Today is the 100th anniversary of Howard Carter poking his head into the 3,000-year-old tomb of Egyptian King Tutankhamen:
After World War I, Carter began an intensive search for Tutankhamen’s tomb and on November 4, 1922, discovered a step leading to its entrance. Lord Carnarvon rushed to Egypt, and on November 23 they broke through a mud-brick door, revealing the passageway that led to Tutankhamen’s tomb. There was evidence that robbers had entered the structure at some point, and the archaeologists feared they had discovered yet another pillaged tomb. However, on November 26 they broke through another door, and Carter leaned in with a candle to take a look. Behind him, Lord Carnarvon asked, “Can you see anything?” Carter replied, “Yes, wonderful things.”
Thus began a monumental excavation process in which Carter carefully explored the four-room tomb over several years, uncovering an incredible collection of several thousand objects. In addition to numerous pieces of jewelry and gold, there was statuary, furniture, clothes, a chariot, weapons, and numerous other objects that shed a brilliant light on the culture and history of ancient Egypt. The most splendid find was a stone sarcophagus containing three coffins nested within each other. Inside the final coffin, made out of solid gold, was the mummified body of the boy-king Tutankhamen, preserved for 3,200 years. Most of these treasures are now housed in the Cairo Museum.

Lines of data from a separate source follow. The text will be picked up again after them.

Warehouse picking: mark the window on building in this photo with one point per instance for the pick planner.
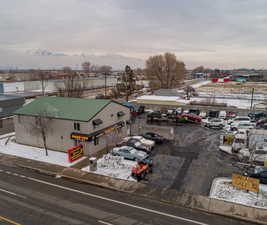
(97, 122)
(96, 141)
(76, 126)
(120, 114)
(19, 118)
(77, 142)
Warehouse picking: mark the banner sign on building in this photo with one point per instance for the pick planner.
(228, 139)
(80, 137)
(247, 183)
(75, 153)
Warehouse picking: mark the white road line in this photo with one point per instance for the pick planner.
(118, 202)
(12, 193)
(100, 221)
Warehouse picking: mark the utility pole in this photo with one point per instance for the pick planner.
(252, 96)
(105, 73)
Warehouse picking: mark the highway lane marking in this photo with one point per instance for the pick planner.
(101, 221)
(9, 220)
(118, 202)
(110, 200)
(12, 193)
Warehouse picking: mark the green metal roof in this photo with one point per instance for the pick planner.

Skip ahead 50 years or so into my childhood when two brilliant bits of comedy emerged as the King Tut exhibit traveled through the US. The first needs no introduction, but gets one anyway:
The second came from architect and author David Macaulay, who imagined a future archaeologist finding a late-20th-century American "tomb" in the year CE 4022. If you can find a copy of Motel of the Mysteries, read the Howard Carter story and then Macaulay's take on it. It still cracks me up.